Other than specifics on “cap and trade” and health care reform – this source also thought that Boucher really screwed up on health care reform – “It’s difficult for most people to think globally when they are getting hammered locally. In the end, the election was just dissatisfaction with life in general. Folks were without motivation to turn out.”
So, there you have it. A lot of this was “the economy stupid,” as well as a general anti-incumbent/anti-Democratic wave this year. But part of it was Rick Boucher’s mistakes and poor campaign, certainly on the issue this article is primarily about – coal, clean energy, the environment, and “cap and trade.”
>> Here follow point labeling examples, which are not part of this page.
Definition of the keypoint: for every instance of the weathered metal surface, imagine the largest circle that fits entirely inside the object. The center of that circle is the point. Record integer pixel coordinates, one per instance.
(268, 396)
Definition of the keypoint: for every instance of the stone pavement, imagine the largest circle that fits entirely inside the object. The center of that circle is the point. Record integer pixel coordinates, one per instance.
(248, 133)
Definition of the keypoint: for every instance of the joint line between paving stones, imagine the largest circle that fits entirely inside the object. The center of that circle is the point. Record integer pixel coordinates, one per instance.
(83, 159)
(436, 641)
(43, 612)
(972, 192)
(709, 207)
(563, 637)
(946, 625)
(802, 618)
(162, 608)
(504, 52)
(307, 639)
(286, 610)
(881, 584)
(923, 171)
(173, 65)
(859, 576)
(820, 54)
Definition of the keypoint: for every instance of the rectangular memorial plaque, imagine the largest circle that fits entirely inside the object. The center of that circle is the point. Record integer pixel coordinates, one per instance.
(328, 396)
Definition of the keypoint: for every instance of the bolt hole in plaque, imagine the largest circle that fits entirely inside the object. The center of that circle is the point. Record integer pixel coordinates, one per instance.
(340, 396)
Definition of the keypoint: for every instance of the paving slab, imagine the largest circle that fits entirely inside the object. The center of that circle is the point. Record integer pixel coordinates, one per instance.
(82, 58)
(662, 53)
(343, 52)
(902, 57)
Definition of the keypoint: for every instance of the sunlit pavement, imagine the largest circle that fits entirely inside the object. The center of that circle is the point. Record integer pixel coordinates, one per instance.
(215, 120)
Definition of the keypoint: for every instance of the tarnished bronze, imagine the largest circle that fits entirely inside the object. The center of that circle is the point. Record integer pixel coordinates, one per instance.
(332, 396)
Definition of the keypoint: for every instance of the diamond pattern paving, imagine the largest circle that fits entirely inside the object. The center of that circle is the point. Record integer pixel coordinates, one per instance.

UPDATE: I received one more comment from another 9th CD resident I respect greatly that I thought was worth passing along:
Jim McGlothlin did appear in a well run TV ad vouching for Rick and his long time support for the coal industry and Rick did explain many times publicly that he took on cap and trade authorship to help reduce its impact on coal but many folks simply wanted a change from federal spending, I think that was the main driver this election, Rick did win Buchanan, Dickenson and I think Wise County but my synapses ain’t what they use to be, anyway, the coalfield voters mostly stuck with him, Tazewell’s margin for Griffith was a surprise, until two years ago that county had all Dem county elected officials except one R supervisor, now it is majority R on the BOS and the county offices look ripe for a takeover next election; many liberal voters also stayed home due to Rick voting against the health care bill, he was in a proverbial tight spot
UPDATE #2: One of the 9th CD commenters points out, “Boucher carried 3 of the 6 coal counties, and not by as much as he usually did. He lost Lee, Wise, and Tazewell. He carried Dickenson, Buchanan, and Russell. When Boucher was first elected in 1982, his margin came from the coal counties.”